Over the weekend, Bank of America announced that it is suspending foreclosures in 23 states after a BofA official admitted he signed 7,000 to 8,000 foreclosure filings a month, but did not read them “because of the volume.” BofA joined JP Morgan Chase and GMAC Mortgage in halting foreclosures amidst revelations that foreclosure documents have been processed by so-called “robo-signers,” without any sort of due process or verification.
Last week, Wells Fargo, the second largest mortgage servicer in the country, offered assurances that its foreclosure process is sound, telling HousingWire, “Wells Fargo policies, procedures and practices satisfy us that the affidavits we sign are accurate. We audit, monitor and review our affidavits under controlled standards on a daily basis.” But, if a deposition obtained by the Associated Press is any example, that rosy assessment may not be based in reality:
An executive with Wells Fargo said he checked only the dates on up to 150 foreclosure documents he signed daily. The admission was made during a deposition in May when the executive said he relied on co-workers to make sure the information was correct on paperwork, according to news reports Sunday. The deposition of the Fort-Mill, S.C.-based Wells Fargo vice president, Herman John Kennerty, was reported over the weekend by AOL Daily Finance and obtained by The Associated Press.

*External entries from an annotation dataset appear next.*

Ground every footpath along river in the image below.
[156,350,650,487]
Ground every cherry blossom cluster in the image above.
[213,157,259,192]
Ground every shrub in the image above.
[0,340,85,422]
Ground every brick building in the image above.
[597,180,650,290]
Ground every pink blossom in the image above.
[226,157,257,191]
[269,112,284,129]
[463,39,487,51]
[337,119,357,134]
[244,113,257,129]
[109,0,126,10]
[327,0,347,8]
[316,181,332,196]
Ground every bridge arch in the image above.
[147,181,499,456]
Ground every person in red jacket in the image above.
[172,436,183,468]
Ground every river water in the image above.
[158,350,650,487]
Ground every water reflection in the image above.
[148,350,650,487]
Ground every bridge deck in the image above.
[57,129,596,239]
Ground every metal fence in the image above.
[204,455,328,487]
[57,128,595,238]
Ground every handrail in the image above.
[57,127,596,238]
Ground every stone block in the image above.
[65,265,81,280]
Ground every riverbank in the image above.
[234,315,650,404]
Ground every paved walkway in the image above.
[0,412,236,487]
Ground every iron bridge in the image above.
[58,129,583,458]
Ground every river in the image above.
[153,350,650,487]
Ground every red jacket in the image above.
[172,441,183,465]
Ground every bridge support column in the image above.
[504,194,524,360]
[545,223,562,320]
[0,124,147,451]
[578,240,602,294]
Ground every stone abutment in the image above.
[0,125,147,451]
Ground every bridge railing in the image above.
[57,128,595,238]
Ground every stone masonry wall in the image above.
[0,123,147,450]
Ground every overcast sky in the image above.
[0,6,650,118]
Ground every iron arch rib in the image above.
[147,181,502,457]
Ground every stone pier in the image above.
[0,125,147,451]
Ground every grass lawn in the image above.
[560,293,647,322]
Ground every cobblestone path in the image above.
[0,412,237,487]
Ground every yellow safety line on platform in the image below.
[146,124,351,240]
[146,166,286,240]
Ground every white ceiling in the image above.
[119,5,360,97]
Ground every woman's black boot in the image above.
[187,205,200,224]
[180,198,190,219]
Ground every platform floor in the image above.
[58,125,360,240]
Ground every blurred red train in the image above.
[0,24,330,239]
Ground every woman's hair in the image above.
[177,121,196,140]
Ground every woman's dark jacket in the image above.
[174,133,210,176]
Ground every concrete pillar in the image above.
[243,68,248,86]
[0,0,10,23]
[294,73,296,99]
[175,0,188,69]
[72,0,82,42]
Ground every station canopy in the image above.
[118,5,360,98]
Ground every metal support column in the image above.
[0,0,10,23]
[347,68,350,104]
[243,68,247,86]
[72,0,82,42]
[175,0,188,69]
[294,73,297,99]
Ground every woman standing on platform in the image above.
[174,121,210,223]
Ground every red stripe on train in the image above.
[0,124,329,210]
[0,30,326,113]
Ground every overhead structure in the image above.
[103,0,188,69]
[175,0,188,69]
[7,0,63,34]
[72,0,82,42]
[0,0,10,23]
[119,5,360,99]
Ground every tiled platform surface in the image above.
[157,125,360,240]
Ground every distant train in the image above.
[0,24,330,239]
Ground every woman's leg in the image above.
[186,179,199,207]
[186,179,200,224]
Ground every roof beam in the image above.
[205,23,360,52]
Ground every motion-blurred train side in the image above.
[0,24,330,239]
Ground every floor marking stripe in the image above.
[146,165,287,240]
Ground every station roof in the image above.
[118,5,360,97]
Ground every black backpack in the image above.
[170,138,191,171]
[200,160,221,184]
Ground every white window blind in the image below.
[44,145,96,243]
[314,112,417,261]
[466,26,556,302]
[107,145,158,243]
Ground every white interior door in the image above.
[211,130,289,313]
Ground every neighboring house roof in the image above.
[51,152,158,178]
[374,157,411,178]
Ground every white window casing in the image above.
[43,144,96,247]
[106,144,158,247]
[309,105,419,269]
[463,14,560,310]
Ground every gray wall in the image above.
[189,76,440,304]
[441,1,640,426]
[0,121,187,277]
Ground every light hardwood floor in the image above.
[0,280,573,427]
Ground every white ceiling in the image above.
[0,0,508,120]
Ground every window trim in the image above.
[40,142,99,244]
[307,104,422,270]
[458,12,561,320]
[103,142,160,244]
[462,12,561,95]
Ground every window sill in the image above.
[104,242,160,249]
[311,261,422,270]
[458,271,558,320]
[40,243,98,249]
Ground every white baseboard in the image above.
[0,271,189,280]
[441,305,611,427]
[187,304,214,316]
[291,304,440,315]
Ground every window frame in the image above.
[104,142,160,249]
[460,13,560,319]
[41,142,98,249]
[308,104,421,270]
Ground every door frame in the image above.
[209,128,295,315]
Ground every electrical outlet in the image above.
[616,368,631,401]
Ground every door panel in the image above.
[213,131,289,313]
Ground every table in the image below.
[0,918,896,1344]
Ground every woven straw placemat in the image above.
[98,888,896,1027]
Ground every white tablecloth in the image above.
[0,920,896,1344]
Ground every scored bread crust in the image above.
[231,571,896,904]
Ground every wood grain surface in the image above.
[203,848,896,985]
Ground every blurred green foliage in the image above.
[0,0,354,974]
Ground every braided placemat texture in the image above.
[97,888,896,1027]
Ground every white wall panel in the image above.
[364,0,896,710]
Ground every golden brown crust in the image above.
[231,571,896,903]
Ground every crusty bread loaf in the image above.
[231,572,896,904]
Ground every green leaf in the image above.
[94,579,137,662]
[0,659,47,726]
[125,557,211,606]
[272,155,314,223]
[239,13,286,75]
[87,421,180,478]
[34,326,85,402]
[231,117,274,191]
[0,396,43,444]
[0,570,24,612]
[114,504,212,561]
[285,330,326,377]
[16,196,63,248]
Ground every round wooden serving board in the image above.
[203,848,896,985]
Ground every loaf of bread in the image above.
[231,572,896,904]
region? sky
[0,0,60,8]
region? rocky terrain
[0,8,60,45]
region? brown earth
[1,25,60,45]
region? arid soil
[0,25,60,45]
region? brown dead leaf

In Florida, “a recent sample of foreclosure cases in the 12th Judicial Circuit of Florida showed that 20 percent of those set for summary judgment involved deficient documents.” That means one in five foreclosures in a state devastated by the housing crisis may be improper.
At least six states are investigating potentially improper foreclosure practices, and legal experts told the New York Times that courts “may impose sanctions on lenders or their representatives or may force banks to pay borrowers’ legal costs in these cases.” “[The banks' actions] reflects the hubris that as long as the money was going through the pipeline, these companies didn’t really have to make sure the documents were in order,” said Kathleen C. Engel, dean for intellectual life at Suffolk University Law School and an expert in mortgage law.
At the same time, a new study from Professor Douglas Massey of the Woodrow Wilson School of Public and International Affairs at Princeton University shows that “predatory lending aimed at racially segregated minority neighborhoods led to mass foreclosures that fueled the U.S. housing crisis.” Massey found that “living in a predominantly African-American area, and to a lesser extent Hispanic area, were ‘powerful predictors of foreclosures‘ in the nation,” as subprime lending in those areas skyrocketed.
So will Wells, like BofA and JP Morgan, suspend foreclosures until this mess is sorted out? Or will it continue to throw people out of their homes, when its own officials admit to not having done due diligence on foreclosure documents?